Rabbi Shmuly Yanklowitz on avoiding harm

I am teaching Jewish ethics next semester and am now on the lookout for all things pertaining to the topic. So be prepared for some of the recent books on the topic to show up here- Elliott Dorff, Jonathan Sacks, Jill Jacobs and adaptations of Levinas. I am finding little meta-ethical discussion that has been written since the early 1980s. Everything has been denominational biased professional topics like medical “ethics”. There was no response to Rawls and Sandel the way there was a response to Kant, Gustafson, and Hare in the 1970’s and early 1980’s. So expect me to discuss, time permitting, some Hilary Putnam, Appiah, and Zygmunt Bauman.
In the mean time, here is another op-ed by Rabbi Shmuly Yanklowitz. This time he has a nice use of WD Ross on pluralistic deontology (Wurzburger would be proud) and a nice understanding of rule deontology, which make a nice rubric for dealing with Rabbinic ethics. I wish the article had been titled Jewish ethics and not Jewish law because the supply side and libertarian readings of halakhah are not rule-deontology. The op-ed gets in a nice swipe at ascribing teleology to situations that call for responsibility and there is a virtue ethic yearning for articulation between the lines of the op-ed. Thoughts? more successful than last week? And interconnectedness of all beings is a different line of thought than deontology-are they able to be combined?

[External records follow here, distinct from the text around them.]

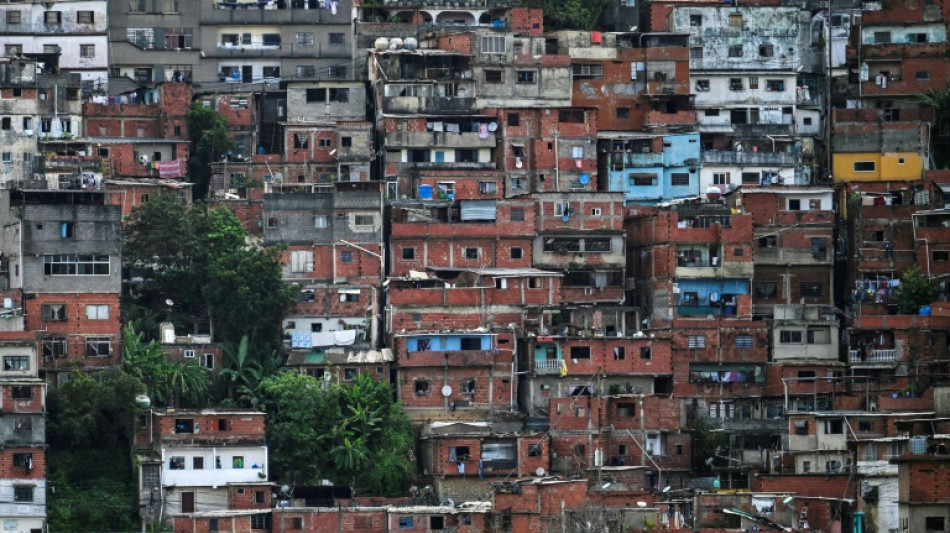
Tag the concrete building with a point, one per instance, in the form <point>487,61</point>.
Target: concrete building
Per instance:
<point>75,30</point>
<point>229,42</point>
<point>64,255</point>
<point>189,461</point>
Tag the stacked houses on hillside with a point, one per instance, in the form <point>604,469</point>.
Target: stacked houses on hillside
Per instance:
<point>641,278</point>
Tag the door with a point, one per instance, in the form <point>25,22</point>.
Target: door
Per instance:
<point>187,502</point>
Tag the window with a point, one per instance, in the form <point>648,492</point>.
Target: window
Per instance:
<point>679,179</point>
<point>97,312</point>
<point>98,346</point>
<point>524,76</point>
<point>790,337</point>
<point>421,387</point>
<point>810,289</point>
<point>316,95</point>
<point>301,261</point>
<point>743,342</point>
<point>487,187</point>
<point>493,44</point>
<point>21,392</point>
<point>76,265</point>
<point>586,70</point>
<point>934,523</point>
<point>16,363</point>
<point>53,312</point>
<point>620,353</point>
<point>54,347</point>
<point>580,352</point>
<point>494,76</point>
<point>22,493</point>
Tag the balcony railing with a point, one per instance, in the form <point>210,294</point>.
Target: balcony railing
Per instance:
<point>548,366</point>
<point>876,356</point>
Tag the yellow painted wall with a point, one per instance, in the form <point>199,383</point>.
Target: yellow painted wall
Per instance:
<point>887,166</point>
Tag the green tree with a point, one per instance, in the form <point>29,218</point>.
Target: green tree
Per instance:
<point>916,290</point>
<point>572,14</point>
<point>210,141</point>
<point>939,100</point>
<point>241,373</point>
<point>89,431</point>
<point>349,433</point>
<point>198,259</point>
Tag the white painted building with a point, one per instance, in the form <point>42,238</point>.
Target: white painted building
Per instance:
<point>75,29</point>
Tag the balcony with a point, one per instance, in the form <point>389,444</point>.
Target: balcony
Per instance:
<point>731,158</point>
<point>409,139</point>
<point>429,105</point>
<point>876,356</point>
<point>548,366</point>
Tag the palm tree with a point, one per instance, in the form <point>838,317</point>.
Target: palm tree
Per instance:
<point>939,100</point>
<point>241,371</point>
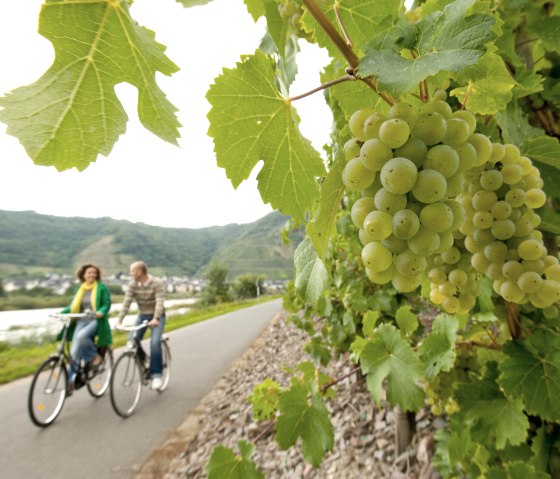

The BP Oil Spill, Personal Responsibility and Jewish Law
Rabbi Shmuly Yanklowitz

The Jewish concept relating to a case of mass public damage is “harkhakat nezikin” – the requirement that one not partake in any activities that might cause damage to other people or their property. A primary argument that emerges from the halakhic commentators (Shulkhan Arukh 155:33) is whether one is culpable when he or she indirectly causes a single accident (gerama) after following the correct safety procedures in the same way that one who continuously causes direct damage is liable.

Religion, at its worst, can be used to eliminate human agency and responsibility. Texas Governor Rick Perry invoked a morally deficient appeal to religious language last month when he called the Gulf oil spill “an act of G-d.” While we can debate G-d’s presence in the world, we need not debate the issue of human responsibility and culpability.

A primary charge of the Jewish social justice tradition is the demand that we learn both how to limit our damage and how to hold ourselves and others who cause damage accountable. Religious life, lived at its best, shapes a discourse of public responsibility and calls on us to pay close attention to public policy as well as our everyday spills.

Prior to our question of maximizing the good, we must be concerned with avoiding harm. “Sur mei’rah v’aseh tov” – the Jewish antidote is to turn from evil and then do good. This is what the philosopher W.D. Ross in his “pluralistic deontology” calls a “duty of beneficence” (to help others) and a “duty of non-maleficence” (to avoid harming others). These duties to prevent indirect damage are also present in everyday activities that we might not contextualize as being moral issues.

The Talmud (Shabbat 54b) teaches that anyone who can protest a wrong in one’s home, one’s city, or in the world and does not do so is held accountable for that wrong as well.

Full version Here.

One response to “Rabbi Shmuly Yanklowitz on avoiding harm

  1. It’s not really surprising that metaethics is being ignored. First, modern metaethics has insisted by and large that it is neutral regarding normative ethics. Second, as it has become increasingly technical in its analytic varieties, with a lot of filling in the gaps between stark raving realism and stark raving skepticism.

    I actually wish that given the title and topic Rabbi Yanklowitz had focused a bit more on Jewish law. Instead he makes a move from strict legal liability to a broad consequentialist view of moral responsibility.